# Individual glacier surface velocity analysis

This notebook will build upon the data access and inspection steps in the earlier notebooks and demonstrate basic data analysis and visualization of surface velocity data at the scale of an individual glacier using xarray. 

*Learning goals*: 
- using xarray label-based indexing and selection tools
- computation and grouped computation
- visualization

In [None]:
import os
import json
import urllib.request
import numpy as np
import xarray as xr
import rioxarray as rxr
import geopandas as gpd
import pandas as pd
import seaborn as sns 

import matplotlib.pyplot as plt
import matplotlib.ticker as mticker

from shapely.geometry import Polygon
from shapely.geometry import Point
import cartopy.crs as ccrs
from cartopy.mpl.gridliner import LONGITUDE_FORMATTER, LATITUDE_FORMATTER
import cartopy
import cartopy.feature as cfeature

from skimage.morphology import skeletonize
import flox

%config InlineBackend.figure_format='retina'

In [None]:
import itslivetools

In [None]:
with urllib.request.urlopen('https://its-live-data.s3.amazonaws.com/datacubes/catalog_v02.json') as url_catalog:
    itslive_catalog = json.loads(url_catalog.read().decode())
itslive_catalog.keys()

In [None]:
url = itslivetools.find_granule_by_point(itslive_catalog, [84.56, 28.54])
url

In [None]:
dc = itslivetools.read_in_s3(url[0])
dc

In [None]:
dc_timesorted = dc.sortby(dc['mid_date'])


## Read in vector data

In [None]:
se_asia = gpd.read_file('https://github.com/scottyhq/rgi/raw/main/15_rgi60_SouthAsiaEast.gpkg')
se_asia.head(3)
se_asia_prj = se_asia.to_crs('EPSG:32645')

In [None]:
se_asia_prj.explore()

Choose a single glacier and subset

In [None]:
sample_glacier_vec = se_asia_prj.loc[se_asia_prj['RGIId'] == 'RGI60-15.04714']
sample_glacier_vec

### Clip ITS_LIVE data to extent of sample glacier

First, need to write the crs attr of the datacube

In [None]:
dc_timesorted = dc_timesorted.rio.write_crs(f"epsg:{dc_timesorted.mapping.attrs['spatial_epsg']}", inplace=True)

In [None]:
sample_glacier_raster = dc_timesorted.rio.clip(sample_glacier_vec.geometry, sample_glacier_vec.crs)

In [None]:
sample_glacier_raster = sample_glacier_raster.drop_vars(mapping)
sample_glacier_raster

## Taking a look at a velocity time series

Now that we have the velocity data clipped to a single glacier, let's explore the clipped dataset. The below cell plots the mean velocity across the x and y dimensions over time.

In [None]:
sample_glacier_raster.v.mean(dim=['x','y']).plot()

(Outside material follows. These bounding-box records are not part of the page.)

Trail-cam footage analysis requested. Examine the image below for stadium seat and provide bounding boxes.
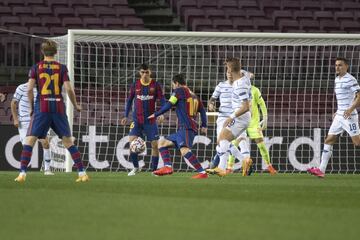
[259,0,281,12]
[94,7,117,17]
[12,6,33,17]
[217,0,238,10]
[0,6,12,16]
[54,7,75,17]
[225,9,246,19]
[213,19,234,30]
[321,1,341,11]
[122,17,144,29]
[191,18,212,31]
[334,11,354,21]
[0,16,20,26]
[205,8,225,20]
[320,20,340,31]
[47,0,69,8]
[278,19,300,32]
[238,0,259,10]
[108,0,129,7]
[20,16,42,27]
[272,10,293,23]
[41,16,61,27]
[341,1,360,11]
[62,17,83,28]
[254,19,275,32]
[246,9,265,19]
[103,17,124,28]
[32,6,54,17]
[300,20,320,32]
[314,11,334,20]
[340,20,360,32]
[176,0,197,15]
[300,0,321,11]
[115,7,136,17]
[29,26,50,36]
[184,8,205,26]
[75,7,97,18]
[280,0,301,11]
[293,11,314,20]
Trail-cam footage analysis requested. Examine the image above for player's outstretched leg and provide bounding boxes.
[14,144,33,183]
[154,145,174,176]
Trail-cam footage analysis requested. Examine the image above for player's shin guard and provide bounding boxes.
[184,151,205,173]
[20,145,32,173]
[319,144,333,173]
[68,145,84,172]
[257,142,271,165]
[159,147,171,167]
[151,156,159,171]
[130,152,139,168]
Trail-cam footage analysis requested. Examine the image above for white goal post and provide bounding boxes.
[53,30,360,173]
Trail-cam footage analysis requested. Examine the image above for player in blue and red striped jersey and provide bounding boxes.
[149,74,208,178]
[15,40,89,182]
[120,64,165,176]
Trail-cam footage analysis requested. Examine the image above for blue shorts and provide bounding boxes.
[129,122,159,142]
[165,129,196,149]
[26,112,71,139]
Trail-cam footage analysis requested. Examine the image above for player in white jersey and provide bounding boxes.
[308,58,360,178]
[208,70,254,173]
[11,83,54,175]
[210,58,252,176]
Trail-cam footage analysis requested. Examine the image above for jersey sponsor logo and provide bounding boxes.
[136,95,154,101]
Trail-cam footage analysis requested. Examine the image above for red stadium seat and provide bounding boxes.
[29,26,50,36]
[115,7,136,17]
[20,16,42,27]
[272,10,293,23]
[83,18,103,29]
[32,6,54,17]
[54,7,75,17]
[108,0,129,7]
[12,6,33,17]
[217,0,238,9]
[95,7,117,17]
[280,0,301,10]
[205,8,225,19]
[314,11,334,20]
[0,6,12,16]
[293,11,314,20]
[184,8,205,26]
[75,7,97,17]
[191,18,212,31]
[334,11,354,21]
[62,17,83,28]
[320,20,340,31]
[238,0,259,10]
[123,17,144,27]
[41,16,62,27]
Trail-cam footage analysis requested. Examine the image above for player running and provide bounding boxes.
[149,74,208,179]
[15,40,89,182]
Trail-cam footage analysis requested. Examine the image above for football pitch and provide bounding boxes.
[0,172,360,240]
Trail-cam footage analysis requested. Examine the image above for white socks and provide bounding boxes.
[319,144,333,173]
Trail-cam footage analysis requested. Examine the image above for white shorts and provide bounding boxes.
[328,114,360,137]
[226,112,251,138]
[18,122,30,145]
[216,117,228,139]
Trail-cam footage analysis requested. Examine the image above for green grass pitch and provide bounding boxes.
[0,172,360,240]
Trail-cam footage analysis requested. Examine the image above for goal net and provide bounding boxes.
[54,30,360,173]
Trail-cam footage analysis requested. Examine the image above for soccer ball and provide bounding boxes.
[130,137,146,154]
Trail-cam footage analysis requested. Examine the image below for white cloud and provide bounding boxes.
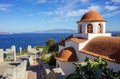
[66,9,88,17]
[105,5,119,11]
[34,0,47,4]
[88,5,101,12]
[103,10,120,17]
[105,2,110,5]
[112,0,120,3]
[37,12,55,15]
[0,4,13,11]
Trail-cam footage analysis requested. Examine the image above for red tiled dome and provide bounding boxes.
[55,47,78,62]
[78,11,106,22]
[80,36,120,63]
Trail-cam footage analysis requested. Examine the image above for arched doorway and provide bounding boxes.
[87,24,93,33]
[79,25,82,33]
[98,24,103,33]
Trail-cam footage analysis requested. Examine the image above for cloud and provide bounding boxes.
[105,5,119,11]
[112,0,120,3]
[103,10,120,17]
[0,4,13,12]
[34,0,47,4]
[88,5,101,12]
[66,5,101,17]
[105,2,110,5]
[66,9,88,17]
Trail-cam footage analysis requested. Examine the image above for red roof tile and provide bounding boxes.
[78,11,106,22]
[80,36,120,63]
[55,47,78,62]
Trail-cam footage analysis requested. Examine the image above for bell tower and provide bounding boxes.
[73,10,111,39]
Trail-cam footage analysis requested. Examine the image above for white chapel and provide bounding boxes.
[55,11,120,75]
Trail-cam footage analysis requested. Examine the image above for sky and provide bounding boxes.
[0,0,120,32]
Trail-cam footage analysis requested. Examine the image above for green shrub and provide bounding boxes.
[66,58,120,79]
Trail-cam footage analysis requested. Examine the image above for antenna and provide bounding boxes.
[90,0,92,11]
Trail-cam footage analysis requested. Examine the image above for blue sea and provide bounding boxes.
[0,31,120,52]
[0,33,71,52]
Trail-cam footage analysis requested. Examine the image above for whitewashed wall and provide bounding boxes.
[59,45,65,53]
[78,52,120,71]
[65,41,79,50]
[78,22,106,33]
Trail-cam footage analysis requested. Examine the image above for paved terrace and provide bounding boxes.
[0,56,42,79]
[27,61,42,79]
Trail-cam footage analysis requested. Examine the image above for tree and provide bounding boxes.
[46,38,55,48]
[66,58,120,79]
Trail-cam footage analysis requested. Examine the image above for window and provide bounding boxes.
[79,25,82,33]
[98,24,103,33]
[87,24,93,33]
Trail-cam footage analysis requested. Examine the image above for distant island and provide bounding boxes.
[35,29,77,33]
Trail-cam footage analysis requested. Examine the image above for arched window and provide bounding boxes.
[98,24,103,33]
[87,24,93,33]
[79,25,82,33]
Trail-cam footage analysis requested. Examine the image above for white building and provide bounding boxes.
[55,11,120,75]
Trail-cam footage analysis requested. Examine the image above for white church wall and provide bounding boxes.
[88,33,111,40]
[59,45,65,52]
[65,41,79,50]
[78,22,106,34]
[77,52,120,72]
[73,33,88,38]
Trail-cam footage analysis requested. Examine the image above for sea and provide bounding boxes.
[0,31,120,52]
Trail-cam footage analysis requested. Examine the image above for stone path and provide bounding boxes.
[27,61,42,79]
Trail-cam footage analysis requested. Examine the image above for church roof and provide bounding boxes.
[66,37,87,44]
[77,11,106,23]
[60,35,87,46]
[80,36,120,63]
[55,47,78,62]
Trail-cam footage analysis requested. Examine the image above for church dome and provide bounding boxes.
[55,47,78,62]
[78,11,106,22]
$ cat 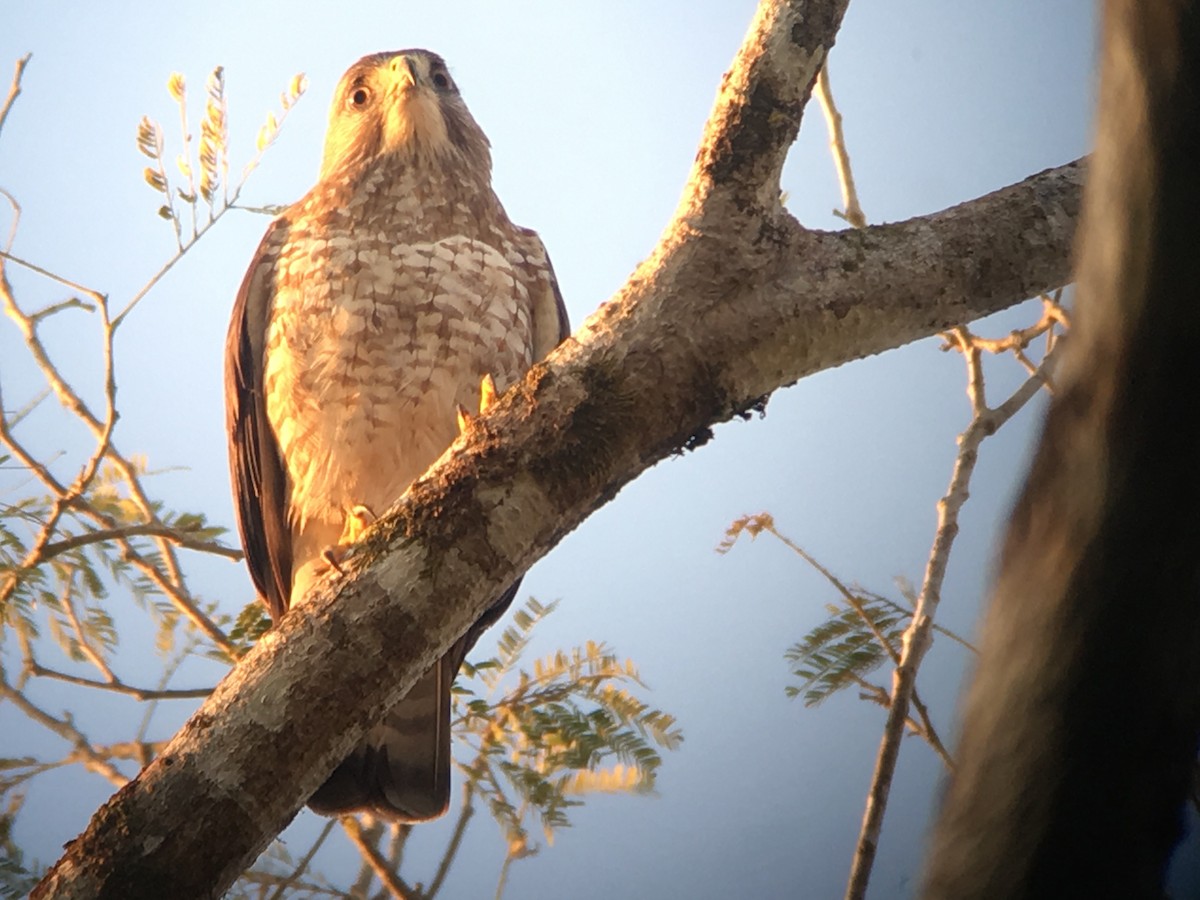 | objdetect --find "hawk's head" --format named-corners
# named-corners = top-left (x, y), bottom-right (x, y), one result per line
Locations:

It looks like there is a large amount of variability in the mean velocity over time. Let's use xarray tools to resample the time dimension.

In [None]:
resample_obj = sample_glacier_raster.resample(mid_date = '1M')
resample_obj

`.resample()` is another grouping operation and returns an object of type `xarray.core.resample.DatasetResample`

In [None]:
sample_glacier_resample_1m = resample_obj.mean(dim='mid_date')

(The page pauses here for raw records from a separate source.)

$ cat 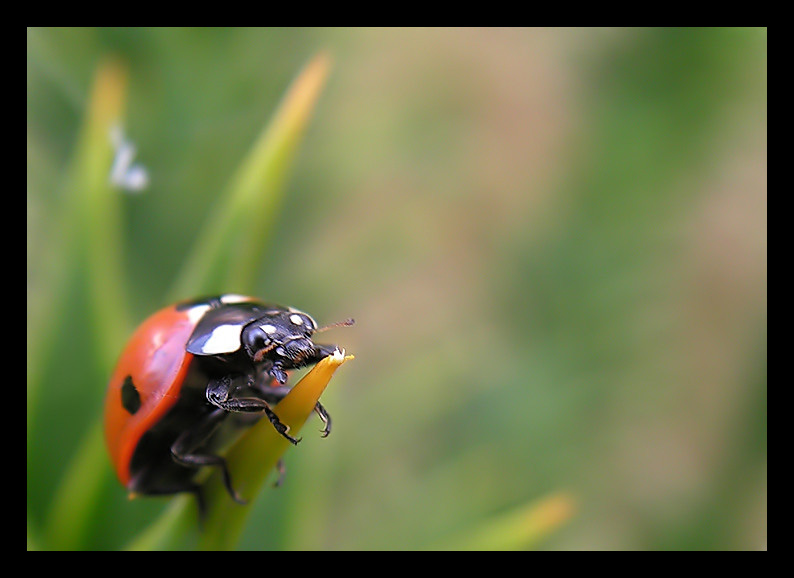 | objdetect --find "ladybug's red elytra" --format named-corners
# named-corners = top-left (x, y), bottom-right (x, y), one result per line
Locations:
top-left (105, 295), bottom-right (353, 508)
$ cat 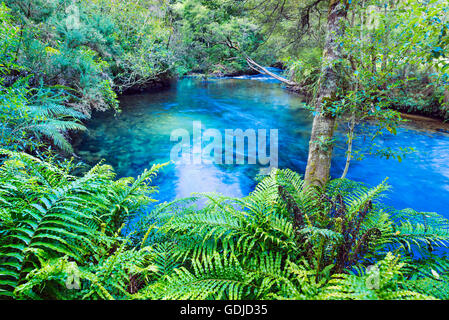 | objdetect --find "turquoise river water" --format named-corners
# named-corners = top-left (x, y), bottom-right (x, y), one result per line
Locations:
top-left (76, 71), bottom-right (449, 217)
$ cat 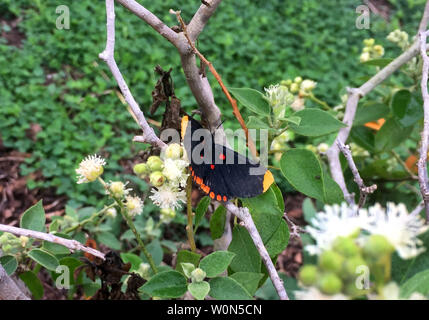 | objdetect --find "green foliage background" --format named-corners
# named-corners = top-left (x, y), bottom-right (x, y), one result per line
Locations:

The below plot is the initial velocity time series in blue, and the velocity data resampled to 1 month intervals in orange

In [None]:
sample_glacier_raster.v.mean(dim=['x','y']).plot(label = 'Mean glacier speed')
sample_glacier_resample_1m.v.mean(dim=['x','y']).plot(label = '1 month resample')
plt.legend()

This is interesting! Despite what looks to be a pretty noisy signal looking at the full time series, we can start to pick out a seasonal signal and sub-annual velocity variability looking at the velocity data resampled into 1-month bins.

### We could also calculate velocity anomalies... 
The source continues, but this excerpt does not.